Sam si stacca dalla lancia che ci porta verso le grotte e se ne va col piccolo kayak, restiamo in contatto con le radio trasmittenti; ci comunica punto di sbarco e i waypoint sul suo percorso; scatta foto delle orme dei giaguari che abitano la zona e ci racconta dello spavento quando incontra serpenti velenosi o dell’incredulità quando trova cenotes enormi e sconosciuti… oggi però per me è la prima volta che faccio esplorazione vera e la mia attenzione è ovviamente rivolta altrove.
Passiamo davanti ad alcune rovine Maya con la barca e il tutto mi sembra quasi irreale. Arriviamo sul punto e devo dire che la mia esperienza di immersione dalla barca mi ripaga, una volta in acqua si fanno i controlli e scendiamo a verificare com’è il cenote che si trova sul fondo. Trattandosi di una laguna e oltretutto di una riserva marina, ci sono molti organismi e altrettanto sedimento organico, la visibilità di conseguenza non è delle migliori. Troviamo l’ingresso, anzi per l’esattezza gli ingressi, uno contro corrente e uno con la corrente che spinge verso l’interno. Cominciamo dal primo, abbastanza stretto e poco invitante: l’elemento predominante è la scarsa visibilità, mi sembra di essere nelle grotte dalle parti di casa mia. Entrati per una quarantina di metri la grotta si apre e assume proporzioni importanti, cominciamo ad essere ottimisti e sento Fred che esulta. Tiriamo la sagola e cerchiamo di identificare i passaggi più promettenti anche se la maggior parte dei rami si chiudono in zone di crollo con molto sedimento. Al rientro si fa il rilievo e ogni volta che ci si ferma su una stazione (cioè il punto in cui la sagola è fissata alla roccia e cambia direzione) le bolle fanno cadere dal soffitto una quantità di depositi organici grandi quanto palle di neve. Incredulo assisto ad una nevicata di color arancio dentro a una grotta.

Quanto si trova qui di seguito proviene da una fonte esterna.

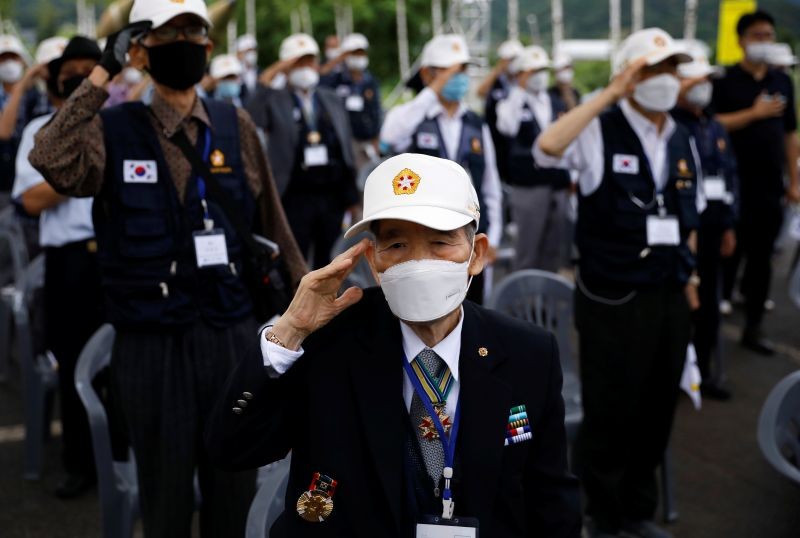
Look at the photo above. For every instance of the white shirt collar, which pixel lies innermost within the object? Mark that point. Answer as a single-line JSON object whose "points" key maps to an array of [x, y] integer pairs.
{"points": [[644, 128], [448, 349]]}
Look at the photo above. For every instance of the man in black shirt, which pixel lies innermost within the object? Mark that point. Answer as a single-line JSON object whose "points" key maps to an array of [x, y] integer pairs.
{"points": [[756, 105]]}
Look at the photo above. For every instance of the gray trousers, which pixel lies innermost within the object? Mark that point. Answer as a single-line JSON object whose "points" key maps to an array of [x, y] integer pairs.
{"points": [[541, 217], [166, 383]]}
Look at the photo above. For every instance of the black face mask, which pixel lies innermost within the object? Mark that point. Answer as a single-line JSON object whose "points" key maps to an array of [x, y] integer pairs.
{"points": [[70, 85], [179, 65]]}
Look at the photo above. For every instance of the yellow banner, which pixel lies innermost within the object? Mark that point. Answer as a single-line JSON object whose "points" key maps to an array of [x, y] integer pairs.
{"points": [[728, 50]]}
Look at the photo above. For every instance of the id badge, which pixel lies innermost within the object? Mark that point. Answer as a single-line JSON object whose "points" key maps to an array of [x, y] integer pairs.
{"points": [[354, 103], [438, 527], [714, 188], [211, 248], [663, 231], [316, 155]]}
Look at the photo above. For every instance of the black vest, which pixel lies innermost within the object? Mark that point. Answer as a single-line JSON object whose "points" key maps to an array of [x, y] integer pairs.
{"points": [[521, 168], [144, 233], [611, 232], [470, 152]]}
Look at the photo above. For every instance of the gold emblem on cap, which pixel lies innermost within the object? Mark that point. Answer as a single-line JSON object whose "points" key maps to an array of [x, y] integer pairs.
{"points": [[217, 159], [406, 182]]}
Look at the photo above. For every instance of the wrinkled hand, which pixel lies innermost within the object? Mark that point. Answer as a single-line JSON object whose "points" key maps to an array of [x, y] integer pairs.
{"points": [[115, 53], [623, 84], [728, 245], [317, 300], [768, 106]]}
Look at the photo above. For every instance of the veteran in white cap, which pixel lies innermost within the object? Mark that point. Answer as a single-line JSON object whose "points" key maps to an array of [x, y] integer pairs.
{"points": [[438, 122], [405, 405], [638, 211]]}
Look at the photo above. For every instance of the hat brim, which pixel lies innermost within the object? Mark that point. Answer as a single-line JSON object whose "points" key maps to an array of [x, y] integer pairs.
{"points": [[437, 218]]}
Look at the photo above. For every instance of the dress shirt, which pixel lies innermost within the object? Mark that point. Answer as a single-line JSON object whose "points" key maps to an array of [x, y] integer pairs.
{"points": [[509, 110], [278, 359], [401, 123], [587, 155], [69, 221]]}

La visibilità va subito a zero e l’uscita è in contatto con la sagola guida. Una volta riemersi Fred da il nome alla sagola... vista la quantità enorme di gamberetti che si trova nel tratto iniziale della cavità, decide per "Shrimp Cocktail" line... Anche questo non è casuale, come regola generale si cerca di dare alle sagole dei nomi che permettano di identificarle, cioè dei nomi che descrivano le caratteristiche dei passaggi piuttosto che utilizzare nomi completamente slegati dal contesto.
Si cambia stage e si riparte per il downstream; se all’inizio l’upstream era stretto qui la prima cosa che mi passa per la testa è "qua ci vuole il sidemount"... Fred incurante si fionda nel sedimento spostandolo col corpo per poter entrare sfiorando il soffitto liscio con il bibombola… ovviamente lo seguo e dell’immersione c’è poco da dire se non che è stata ottima per far pratica di visibilità zero, contatto a tatto e lavoro di squadra facendo il rilievo. Abbiamo identificato due passaggi che andavano più in profondità ma una volta verificati non hanno dato risultati... di nuovo crolli e montagne di sedimento organico.